Great work! (: One suggestion: you can improve atlas.torproject.org's security by adding Content-Security-Policy and Referrer-Policy https://securityheaders.io/?q=atlas.torproject.org&followRedirects=on

Thanks for the link, that looks like a handy tool.

We actually already have a ticket for this which you can track: https://trac.torproject.org/projects/tor/ticket/21230. Hopefully we'll get this fixed soon.
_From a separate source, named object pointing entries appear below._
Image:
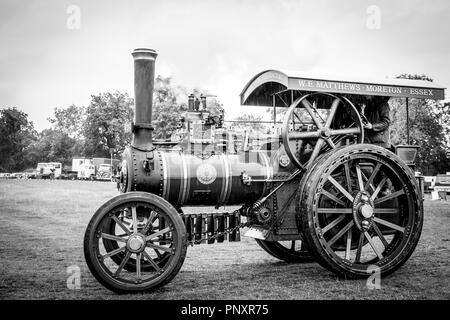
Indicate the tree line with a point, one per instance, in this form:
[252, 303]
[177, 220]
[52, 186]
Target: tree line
[97, 130]
[104, 127]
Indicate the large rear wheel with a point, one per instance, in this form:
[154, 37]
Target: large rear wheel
[360, 207]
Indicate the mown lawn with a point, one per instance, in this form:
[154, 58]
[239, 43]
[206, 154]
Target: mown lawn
[42, 225]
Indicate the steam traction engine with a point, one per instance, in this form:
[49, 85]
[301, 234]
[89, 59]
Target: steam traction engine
[316, 186]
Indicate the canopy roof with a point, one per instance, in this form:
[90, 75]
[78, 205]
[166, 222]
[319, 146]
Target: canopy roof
[260, 89]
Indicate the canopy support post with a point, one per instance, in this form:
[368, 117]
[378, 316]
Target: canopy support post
[407, 121]
[274, 110]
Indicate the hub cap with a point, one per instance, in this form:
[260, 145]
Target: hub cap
[136, 243]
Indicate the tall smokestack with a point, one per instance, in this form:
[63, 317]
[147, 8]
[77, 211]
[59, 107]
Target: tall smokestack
[144, 79]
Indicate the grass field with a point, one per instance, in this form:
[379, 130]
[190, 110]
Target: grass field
[42, 225]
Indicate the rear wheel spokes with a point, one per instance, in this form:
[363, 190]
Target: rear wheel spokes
[339, 219]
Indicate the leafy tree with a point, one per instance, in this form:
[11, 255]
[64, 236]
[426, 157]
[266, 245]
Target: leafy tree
[429, 123]
[16, 134]
[167, 108]
[52, 146]
[107, 124]
[69, 120]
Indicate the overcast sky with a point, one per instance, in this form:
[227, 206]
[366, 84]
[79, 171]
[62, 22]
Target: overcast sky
[216, 45]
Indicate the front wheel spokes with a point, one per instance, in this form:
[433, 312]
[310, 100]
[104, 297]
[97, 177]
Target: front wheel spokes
[113, 252]
[158, 233]
[151, 261]
[390, 196]
[332, 113]
[380, 235]
[113, 237]
[389, 224]
[341, 233]
[373, 245]
[122, 264]
[134, 217]
[138, 267]
[340, 188]
[158, 247]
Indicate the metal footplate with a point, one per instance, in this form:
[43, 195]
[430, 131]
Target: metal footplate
[209, 228]
[257, 232]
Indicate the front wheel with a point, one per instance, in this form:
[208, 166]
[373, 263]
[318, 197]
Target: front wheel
[135, 242]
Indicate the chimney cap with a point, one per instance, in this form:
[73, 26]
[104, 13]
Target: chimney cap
[144, 53]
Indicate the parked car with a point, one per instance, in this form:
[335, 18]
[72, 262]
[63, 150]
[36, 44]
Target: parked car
[68, 175]
[30, 173]
[442, 183]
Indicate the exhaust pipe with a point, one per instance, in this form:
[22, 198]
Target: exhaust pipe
[144, 79]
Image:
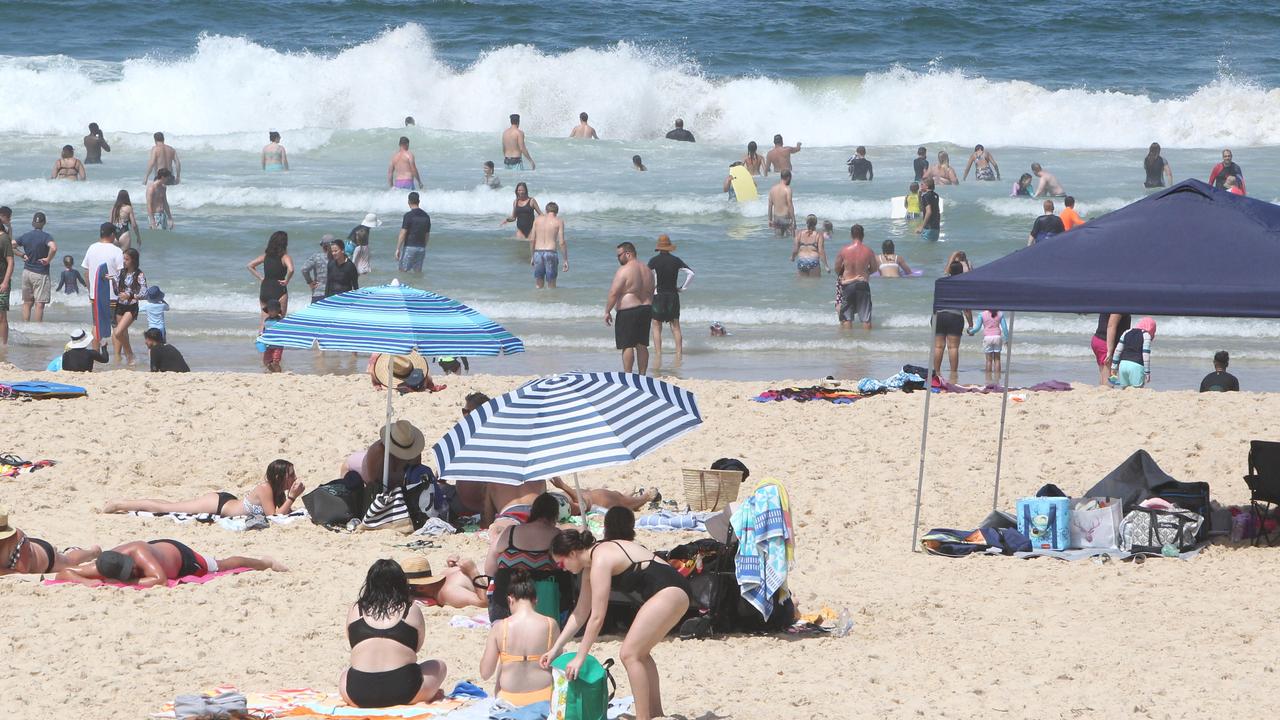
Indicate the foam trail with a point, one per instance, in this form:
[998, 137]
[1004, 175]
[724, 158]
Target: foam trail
[220, 89]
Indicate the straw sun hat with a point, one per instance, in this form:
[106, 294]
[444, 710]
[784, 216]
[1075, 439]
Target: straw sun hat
[401, 367]
[417, 570]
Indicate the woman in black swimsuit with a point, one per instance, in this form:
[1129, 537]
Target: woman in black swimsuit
[277, 272]
[522, 212]
[627, 568]
[385, 629]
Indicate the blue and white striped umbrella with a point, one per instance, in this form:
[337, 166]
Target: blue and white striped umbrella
[393, 318]
[565, 424]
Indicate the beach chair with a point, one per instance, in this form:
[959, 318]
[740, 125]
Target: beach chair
[711, 490]
[1264, 481]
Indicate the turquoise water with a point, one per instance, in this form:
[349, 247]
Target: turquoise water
[337, 78]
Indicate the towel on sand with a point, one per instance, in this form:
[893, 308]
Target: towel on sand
[233, 524]
[182, 580]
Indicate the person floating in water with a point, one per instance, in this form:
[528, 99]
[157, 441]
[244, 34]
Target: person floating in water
[274, 158]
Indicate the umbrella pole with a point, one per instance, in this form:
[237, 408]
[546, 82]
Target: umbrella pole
[1004, 410]
[924, 440]
[387, 431]
[581, 501]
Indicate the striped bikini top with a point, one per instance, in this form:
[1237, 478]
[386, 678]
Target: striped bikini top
[533, 560]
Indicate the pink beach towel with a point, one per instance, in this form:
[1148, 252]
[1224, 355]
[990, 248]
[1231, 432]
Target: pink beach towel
[184, 579]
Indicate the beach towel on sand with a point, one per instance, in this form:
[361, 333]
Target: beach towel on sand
[766, 546]
[182, 580]
[234, 524]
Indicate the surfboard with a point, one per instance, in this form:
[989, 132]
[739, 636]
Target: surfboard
[100, 309]
[897, 208]
[744, 186]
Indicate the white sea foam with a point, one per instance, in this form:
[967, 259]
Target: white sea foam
[220, 89]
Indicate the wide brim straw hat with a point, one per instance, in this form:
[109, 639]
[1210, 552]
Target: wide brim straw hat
[417, 570]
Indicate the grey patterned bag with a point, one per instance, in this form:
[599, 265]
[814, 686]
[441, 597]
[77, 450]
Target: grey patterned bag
[1150, 529]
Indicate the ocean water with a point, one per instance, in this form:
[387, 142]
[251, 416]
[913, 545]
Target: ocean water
[337, 78]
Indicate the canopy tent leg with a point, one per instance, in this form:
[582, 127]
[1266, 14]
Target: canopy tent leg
[924, 440]
[387, 428]
[1004, 410]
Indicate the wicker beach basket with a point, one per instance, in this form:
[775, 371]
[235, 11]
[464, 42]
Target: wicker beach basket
[711, 490]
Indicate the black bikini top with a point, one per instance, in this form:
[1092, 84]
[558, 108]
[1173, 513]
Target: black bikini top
[359, 630]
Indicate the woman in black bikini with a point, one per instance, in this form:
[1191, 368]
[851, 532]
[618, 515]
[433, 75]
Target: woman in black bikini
[627, 568]
[522, 212]
[131, 287]
[277, 272]
[385, 629]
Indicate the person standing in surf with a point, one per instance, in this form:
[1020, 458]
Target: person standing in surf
[522, 212]
[583, 131]
[631, 292]
[402, 171]
[163, 158]
[95, 145]
[513, 150]
[274, 158]
[782, 210]
[986, 165]
[780, 158]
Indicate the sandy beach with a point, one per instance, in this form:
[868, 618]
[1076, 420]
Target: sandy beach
[933, 637]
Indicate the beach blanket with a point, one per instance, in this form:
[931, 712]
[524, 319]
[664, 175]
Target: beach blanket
[182, 580]
[766, 546]
[234, 524]
[667, 520]
[1047, 386]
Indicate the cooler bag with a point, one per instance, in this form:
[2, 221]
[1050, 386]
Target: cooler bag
[1046, 522]
[1096, 522]
[584, 698]
[1150, 529]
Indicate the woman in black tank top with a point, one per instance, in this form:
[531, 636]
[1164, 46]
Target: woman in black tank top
[625, 566]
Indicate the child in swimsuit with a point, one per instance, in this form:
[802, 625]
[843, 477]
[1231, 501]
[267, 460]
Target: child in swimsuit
[516, 643]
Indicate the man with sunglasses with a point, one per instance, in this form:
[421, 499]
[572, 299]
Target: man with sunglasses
[631, 294]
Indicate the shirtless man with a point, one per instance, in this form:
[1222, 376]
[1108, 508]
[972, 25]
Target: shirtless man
[782, 210]
[513, 150]
[631, 294]
[753, 162]
[1047, 185]
[581, 132]
[402, 171]
[155, 563]
[854, 267]
[158, 201]
[23, 554]
[547, 236]
[163, 158]
[780, 158]
[986, 164]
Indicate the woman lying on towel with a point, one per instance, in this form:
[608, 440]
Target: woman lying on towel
[629, 568]
[517, 642]
[21, 552]
[455, 587]
[604, 499]
[155, 563]
[273, 496]
[385, 629]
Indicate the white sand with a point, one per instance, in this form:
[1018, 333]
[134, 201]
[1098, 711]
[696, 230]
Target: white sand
[933, 637]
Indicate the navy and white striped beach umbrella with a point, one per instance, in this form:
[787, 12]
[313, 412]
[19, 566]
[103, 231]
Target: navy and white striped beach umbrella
[393, 318]
[565, 424]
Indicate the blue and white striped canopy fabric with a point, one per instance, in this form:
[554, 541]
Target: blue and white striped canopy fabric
[566, 424]
[393, 318]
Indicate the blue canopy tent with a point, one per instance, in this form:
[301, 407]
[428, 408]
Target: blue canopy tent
[1189, 250]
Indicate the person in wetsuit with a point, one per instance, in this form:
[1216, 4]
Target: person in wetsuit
[627, 568]
[385, 629]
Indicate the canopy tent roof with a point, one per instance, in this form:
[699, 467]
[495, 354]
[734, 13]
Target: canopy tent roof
[1187, 250]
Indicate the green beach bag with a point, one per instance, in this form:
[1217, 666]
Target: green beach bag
[585, 698]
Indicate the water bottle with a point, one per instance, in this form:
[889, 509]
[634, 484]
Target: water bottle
[844, 623]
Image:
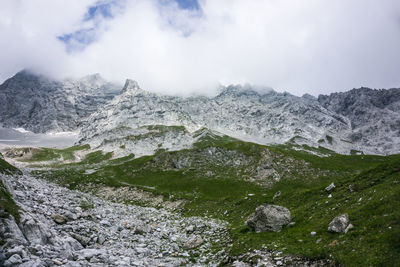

you still didn't upgrade your relay to 0.2.9.10 :P

Fixed, thanks for pointing that out. Atlas should update to reflect the upgrade shortly. (:

Backend error!

Atlas is unable to get a response from its backend server. This probably means that the backend server is unavailable right now. This can also happen, however, if you did not format your query correctly. Please have a look at this page that explains what type of search queries are supported by Atlas.

DDoS?

The backend server is indeed quite loaded right now. It does respond at some point, so maybe wait a bit and try again. Sorry!

Since posting this post, the backend has been serving upwards of 2.8k requests per second, while it normally sees around 600 per second. It does seem to have calmed down a little now though.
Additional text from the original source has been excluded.